Regarding the use of exosomes as therapeutic biomaterials, naturally derived exosomes may bear therapeutic properties proportionate to the ones of their cell of origin or could be used as active biomolecule carriers [93], with potential applications in cancer, cardiovascular, neurologic, and autoimmune diseases. For instance, in T1DM, stem-cell derived exosomes display a protective action on beta-cell autoimmune destruction, while transplanted bone marrow exosomal miR-106b and miR-222 have been associated with enhanced b-cell proliferation and improvement of hyperglycemia [94]. Exosomes are coming to light as therapeutic delivery systems for miRNA mimetics or anti-miRNA oligonucleotides, because of their comparably high biocompatibility and low immunogenicity, as well as their increased capacity to carry nucleic acids and to target specific cells through their surface proteins. Various methods can be used to load miRNAs into exosomes, such as electroporation, active packaging by using proteins or conserved sequences of exosome enriched RNAs (eeRNAs) and transfection of isolated exosomes or of the parental cells to produce “hybrid” exosomes [95]. The above information suggests that modifying exosomal miRNA cargo could provide various health-related benefits and upgrade traditional therapeutic approaches. However, more studies are required to assess the feasibility of these applications and great attention should be paid regarding their possible adverse effects, as exosomes mediate various physiological procedures, that could possibly be disrupted if exosome cargo and function were altered [93]. Moreover, massive production of synthetic exosome analogues could provide a promising new method for drug delivery.

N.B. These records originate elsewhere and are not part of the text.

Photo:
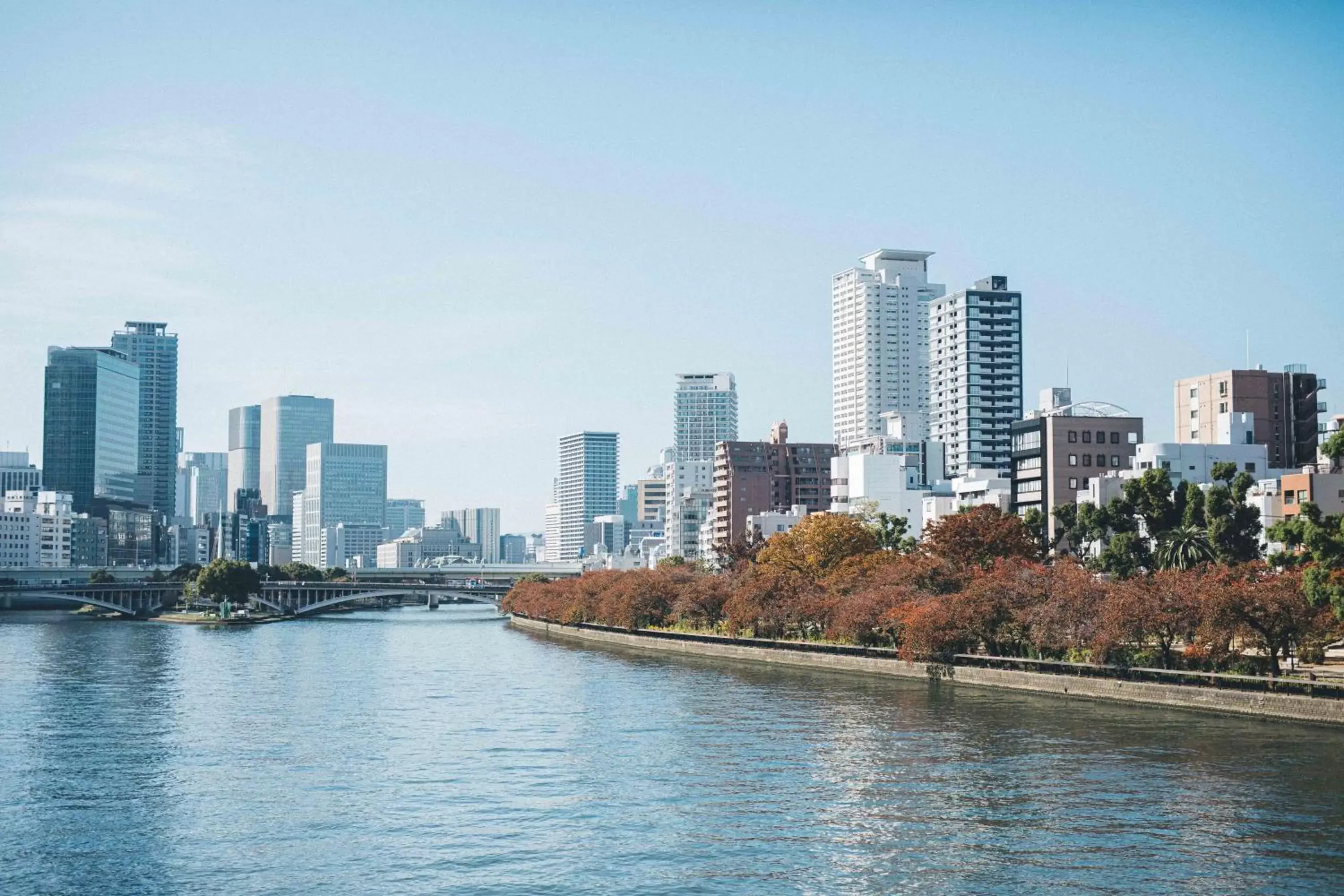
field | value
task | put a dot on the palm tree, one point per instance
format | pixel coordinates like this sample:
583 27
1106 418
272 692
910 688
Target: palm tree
1185 547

During the last decade, miRNAs have become promising therapeutic agents for many disorders such as metabolic syndrome, neurological and autoimmune disorders, and cancer [4][96]. More specifically, in childhood obesity, the attractive perspective of ameliorating insulin resistance and obesity-related inflammation, and of promoting browning of WAT could be accomplished by the activation or blockade of key circulating miRNAs. Recent studies have identified distinct circulating miRNA profile in non-syndromic obesity and genetic obesity types, such as Prader-Willi syndrome, associated with distinct molecular pathogenesis [97]. Further investigation could reveal specific miRNAs for therapeutic targeting of these rare disorders. Intriguingly, recently a group of miRNAs has been patented for the treatment of diseases associated with primary ciliopathies, including the genetic obesity syndrome Bardet-Biedl [98].

Another promising therapeutic strategy would be to target exosomal lncRNAs. This perspective has been evaluated mainly in cancer; however, obesity could be next. Pharmacological compounds could target lncRNAs that regulate white adipocyte differentiation, exploiting the recently uncovered structure and function of many lncRNAs. Alternative strategies could include stimulation of brown adipocytes by lncRNAs that possess such properties, such as Blnc1, or regulation of combined lncRNAs-miRNAs that interact during adipocyte differentiation, such as NEAT1 and miR-140 [52]. The establishment of lncRNAs as therapeutic targets remains a remote but promising perspective at this time.